The training dynamics of the student model, including the convergence behavior of the loss and accuracy curves, are shown in
Figure 3. The model showed consistent convergence with minimal overfitting, as validation metrics closely followed the training metrics across epochs.
To comprehensively benchmark the proposed distilled framework, comparisons were conducted against multiple deep learning, operational forecasting, and classical machine learning baselines using identical input modalities and evaluation protocols. The evaluated baselines included a non-distilled ConvLSTM model, a random forest regressor using handcrafted hydrological predictors, transformer-based sequence forecasting architectures including Informer and PatchTST, and an LSTM-based hydrological forecasting model inspired by CAMELS-style regional rainfall–runoff learning frameworks proposed by Kratzert et al. [
32].
Large-scale operational flood forecasting outputs from the Global Flood Awareness System (GloFAS v4.0) were incorporated as an external benchmark where compatible discharge observations and forecast horizons were available. GloFAS ensemble reforecast products were evaluated at a 3–5-day lead time and spatially regridded to the unified 0.1° evaluation framework for consistent comparison across models.
Because direct reproduction of physics-based hydrological routing systems such as Variable Infiltration Capacity (VIC) model, the Soil and Water Assessment Tool (SWAT), and the LISFLOOD hydrological and flood forecasting model (VIC, SWAT, and LISFLOOD) requires extensive basin-specific calibration and hydrodynamic parameterization beyond the scope of this study, GloFAS was adopted as a representative operational physics-based baseline. This enables a consistent comparison between the proposed distilled framework and established large-scale hydrological forecasting systems under harmonized spatiotemporal evaluation conditions.
An empirical tradeoff between predictive performance and inference latency is presented, illustrating the benefits of model distillation. The student model retained 96.7% of the teacher model’s classification accuracy while achieving an 8× reduction in latency.
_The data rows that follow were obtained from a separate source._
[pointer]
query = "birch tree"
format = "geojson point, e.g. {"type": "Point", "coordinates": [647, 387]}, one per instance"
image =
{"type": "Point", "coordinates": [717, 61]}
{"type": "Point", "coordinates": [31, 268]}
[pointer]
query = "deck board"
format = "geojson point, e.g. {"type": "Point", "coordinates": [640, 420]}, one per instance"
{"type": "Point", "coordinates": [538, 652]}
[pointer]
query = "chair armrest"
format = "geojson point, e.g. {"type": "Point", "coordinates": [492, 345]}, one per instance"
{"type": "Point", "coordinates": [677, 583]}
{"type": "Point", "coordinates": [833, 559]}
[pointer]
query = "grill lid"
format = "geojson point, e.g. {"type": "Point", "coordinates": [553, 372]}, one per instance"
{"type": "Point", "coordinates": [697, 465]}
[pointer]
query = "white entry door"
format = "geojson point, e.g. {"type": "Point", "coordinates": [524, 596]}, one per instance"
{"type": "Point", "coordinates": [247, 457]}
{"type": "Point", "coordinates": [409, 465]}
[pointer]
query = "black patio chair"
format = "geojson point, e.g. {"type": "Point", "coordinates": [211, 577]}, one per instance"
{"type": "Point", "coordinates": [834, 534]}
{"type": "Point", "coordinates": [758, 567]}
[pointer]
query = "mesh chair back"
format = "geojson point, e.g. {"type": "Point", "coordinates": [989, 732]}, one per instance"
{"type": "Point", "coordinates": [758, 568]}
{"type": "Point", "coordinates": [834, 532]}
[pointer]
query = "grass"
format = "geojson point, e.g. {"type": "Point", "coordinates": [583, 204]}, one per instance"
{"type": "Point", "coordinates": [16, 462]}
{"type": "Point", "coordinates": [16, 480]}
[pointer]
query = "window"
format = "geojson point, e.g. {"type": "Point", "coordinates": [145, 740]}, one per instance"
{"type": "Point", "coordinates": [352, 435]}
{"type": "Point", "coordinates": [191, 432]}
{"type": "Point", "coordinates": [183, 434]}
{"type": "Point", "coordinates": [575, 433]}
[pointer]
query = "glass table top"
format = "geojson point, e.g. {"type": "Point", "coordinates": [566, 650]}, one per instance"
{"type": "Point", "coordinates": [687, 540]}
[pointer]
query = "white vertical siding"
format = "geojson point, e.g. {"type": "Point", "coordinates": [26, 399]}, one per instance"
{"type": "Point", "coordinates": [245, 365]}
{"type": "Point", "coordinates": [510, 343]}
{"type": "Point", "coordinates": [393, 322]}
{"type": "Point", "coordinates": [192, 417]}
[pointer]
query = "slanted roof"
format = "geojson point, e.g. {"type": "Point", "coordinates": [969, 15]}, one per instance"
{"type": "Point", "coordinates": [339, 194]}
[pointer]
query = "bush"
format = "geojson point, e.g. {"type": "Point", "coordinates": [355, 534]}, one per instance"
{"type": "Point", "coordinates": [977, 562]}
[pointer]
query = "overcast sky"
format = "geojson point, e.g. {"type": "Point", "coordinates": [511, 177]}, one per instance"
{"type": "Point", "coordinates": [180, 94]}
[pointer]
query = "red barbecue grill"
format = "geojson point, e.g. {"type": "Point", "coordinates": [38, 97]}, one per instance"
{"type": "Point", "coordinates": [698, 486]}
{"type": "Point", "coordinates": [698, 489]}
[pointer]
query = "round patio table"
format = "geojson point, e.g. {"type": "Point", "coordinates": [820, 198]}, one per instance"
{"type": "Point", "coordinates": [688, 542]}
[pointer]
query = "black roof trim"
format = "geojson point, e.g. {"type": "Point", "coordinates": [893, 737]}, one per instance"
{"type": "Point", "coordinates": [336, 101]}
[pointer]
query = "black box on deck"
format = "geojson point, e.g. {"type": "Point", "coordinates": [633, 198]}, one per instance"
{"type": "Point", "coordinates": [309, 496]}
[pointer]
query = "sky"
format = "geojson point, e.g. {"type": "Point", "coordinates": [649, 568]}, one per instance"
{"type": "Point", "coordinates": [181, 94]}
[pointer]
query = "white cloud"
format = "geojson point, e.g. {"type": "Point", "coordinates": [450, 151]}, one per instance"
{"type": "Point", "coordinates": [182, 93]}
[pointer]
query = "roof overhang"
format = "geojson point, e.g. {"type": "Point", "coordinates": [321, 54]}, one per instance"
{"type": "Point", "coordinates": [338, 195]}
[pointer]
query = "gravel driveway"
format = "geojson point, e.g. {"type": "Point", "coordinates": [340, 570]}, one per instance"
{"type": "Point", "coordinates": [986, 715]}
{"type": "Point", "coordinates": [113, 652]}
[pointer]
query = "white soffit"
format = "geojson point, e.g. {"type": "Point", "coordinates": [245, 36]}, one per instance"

These results affirm the feasibility of deploying the distilled model in real-time, low-power environments.
4.1. Quantitative Performance
After establishing the evaluation protocol, the student model was compared with several baseline approaches. The comparison included deep learning models (ConvLSTM, Informer, and PatchTST), an LSTM-based hydrological forecasting model inspired by CAMELS-style rainfall-runoff learning, a Random Forest baseline, and the full-scale FourCastNet teacher model.
As summarized in
Table 2, the proposed distilled student model achieved an average classification accuracy of 0.89, F1-score of 0.88, recall of 0.90, and AUC of 0.91, while also attaining an average precision (AP) score of 0.87 under severe class imbalance conditions.
In discharge estimation, performance metrics were computed on z-score normalized discharge values applied per basin to ensure numerical stability and fair comparison across heterogeneous hydrological regimes. Accordingly, MAE and RMSE are reported in normalized discharge units rather than raw physical discharge (m3/s). This ensures that evaluation reflects model predictive error relative to basin-specific variability rather than absolute magnitude differences across catchments.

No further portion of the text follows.